Virgin Media is currently undertaking a £3 billion Project to fiber optic network expansion throughout the nation. Around 4 million units, both residential and business have been covered with next generation networks. The service provider is now planning to add 1 million, that is 25 percent of the 4 million to its fiber to the home broadband services.
Virgin Media’s CEO Tom Mockridge said “Our £3bn investment to bring ultrafast connectivity to more parts of the UK is not just about better broadband, it’s about future-proofing the country’s network infrastructure with the best and most modern technology.”
“While some companies talk a good game, Virgin Media is putting its money where its mouth is and laying fibre to the premise alongside our superior HFC network – delivering the fastest widely available broadband speeds.”
While the provider’s target is to connect 1 million subscribers to FTTH, it also has plans to expand its fiber coverage to 17 million premises by 2019. Virgin Media is backed by its parent company Liberty Global. Virgin Media has been deploying fiber optic cables to deliver its broadband services throughout the UK. The provider use central loose tube type cables with glass-yarn strength members to install on aerial poles.
Virgin’s FTTH rollout has started in Cambridgeshire and Leicestershire with West Yorkshire, Devon and East Sussex identified for its next phase. The company’s decision to expand fiber optic networks would create more job opportunities and business chances for product suppliers. UK has imported fiber optic cables from India and China for fiber deployment projects apart from utilizing incumbent cable makers.
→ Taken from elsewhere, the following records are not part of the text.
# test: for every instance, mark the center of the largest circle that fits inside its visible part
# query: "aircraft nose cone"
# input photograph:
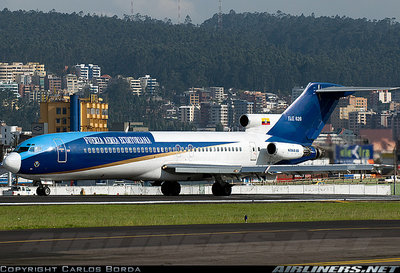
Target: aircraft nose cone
(12, 162)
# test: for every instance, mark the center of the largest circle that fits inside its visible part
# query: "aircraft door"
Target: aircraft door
(253, 151)
(61, 150)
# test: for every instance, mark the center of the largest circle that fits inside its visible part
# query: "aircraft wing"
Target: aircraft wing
(353, 89)
(264, 169)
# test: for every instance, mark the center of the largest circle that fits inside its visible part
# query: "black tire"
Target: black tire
(46, 191)
(224, 189)
(171, 188)
(216, 189)
(165, 188)
(175, 188)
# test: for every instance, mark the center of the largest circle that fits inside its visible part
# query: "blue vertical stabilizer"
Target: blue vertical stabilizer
(303, 121)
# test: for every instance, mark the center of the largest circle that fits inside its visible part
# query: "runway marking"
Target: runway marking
(360, 228)
(146, 235)
(186, 202)
(369, 261)
(191, 234)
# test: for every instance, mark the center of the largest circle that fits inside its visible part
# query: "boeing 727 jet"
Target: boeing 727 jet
(271, 143)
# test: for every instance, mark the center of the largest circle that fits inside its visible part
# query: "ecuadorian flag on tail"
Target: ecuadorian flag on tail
(265, 121)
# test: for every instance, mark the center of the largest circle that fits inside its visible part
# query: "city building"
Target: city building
(149, 84)
(102, 82)
(187, 113)
(9, 134)
(71, 84)
(10, 71)
(218, 115)
(88, 72)
(360, 119)
(135, 86)
(93, 114)
(217, 93)
(53, 83)
(11, 87)
(296, 92)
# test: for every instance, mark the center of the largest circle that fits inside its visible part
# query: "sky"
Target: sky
(200, 10)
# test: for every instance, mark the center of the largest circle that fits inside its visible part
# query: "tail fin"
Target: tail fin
(303, 121)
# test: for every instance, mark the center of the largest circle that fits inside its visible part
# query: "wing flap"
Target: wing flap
(262, 169)
(353, 89)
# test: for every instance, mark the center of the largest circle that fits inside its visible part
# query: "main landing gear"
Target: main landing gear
(171, 188)
(221, 188)
(41, 190)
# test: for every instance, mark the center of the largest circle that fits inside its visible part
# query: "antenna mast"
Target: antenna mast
(179, 11)
(220, 15)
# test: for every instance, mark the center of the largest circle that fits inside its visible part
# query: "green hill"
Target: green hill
(256, 51)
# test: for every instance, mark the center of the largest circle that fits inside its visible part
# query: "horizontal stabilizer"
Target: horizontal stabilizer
(353, 89)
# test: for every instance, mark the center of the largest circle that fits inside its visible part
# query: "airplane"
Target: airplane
(271, 143)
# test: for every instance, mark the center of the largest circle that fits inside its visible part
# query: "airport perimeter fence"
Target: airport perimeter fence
(352, 189)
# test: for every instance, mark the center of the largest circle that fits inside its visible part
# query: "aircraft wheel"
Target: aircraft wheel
(219, 189)
(46, 191)
(227, 189)
(40, 191)
(171, 188)
(216, 189)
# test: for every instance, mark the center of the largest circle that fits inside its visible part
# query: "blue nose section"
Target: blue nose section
(12, 162)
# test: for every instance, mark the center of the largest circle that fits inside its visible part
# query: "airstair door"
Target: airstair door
(61, 150)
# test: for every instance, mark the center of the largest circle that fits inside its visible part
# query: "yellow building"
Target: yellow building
(57, 114)
(94, 114)
(9, 72)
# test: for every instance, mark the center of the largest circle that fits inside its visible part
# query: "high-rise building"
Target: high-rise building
(93, 115)
(71, 83)
(149, 84)
(53, 83)
(217, 93)
(11, 87)
(102, 82)
(135, 86)
(9, 72)
(89, 72)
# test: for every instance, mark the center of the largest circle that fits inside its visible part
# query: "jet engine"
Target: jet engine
(289, 151)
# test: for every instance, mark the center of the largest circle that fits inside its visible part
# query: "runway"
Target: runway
(159, 199)
(317, 243)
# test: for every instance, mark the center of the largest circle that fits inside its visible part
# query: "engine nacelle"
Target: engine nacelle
(290, 151)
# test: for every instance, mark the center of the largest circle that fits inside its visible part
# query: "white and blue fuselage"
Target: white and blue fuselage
(134, 155)
(183, 156)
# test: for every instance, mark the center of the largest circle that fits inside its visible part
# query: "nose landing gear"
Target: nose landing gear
(42, 190)
(171, 188)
Virgin Media’s decision to connect 1 million homes marks the latest stage of its transformation as an alternative to the ageing copper telephony-based network offered by incumbent British Telecom. The plans are a significant boost to the UK’s ambitions to become a fibre nation. BT has been deploying fiber to the cabinet, but its efforts alone are not enough to provide high speed broadband services to the potential subscribers in a shorter time.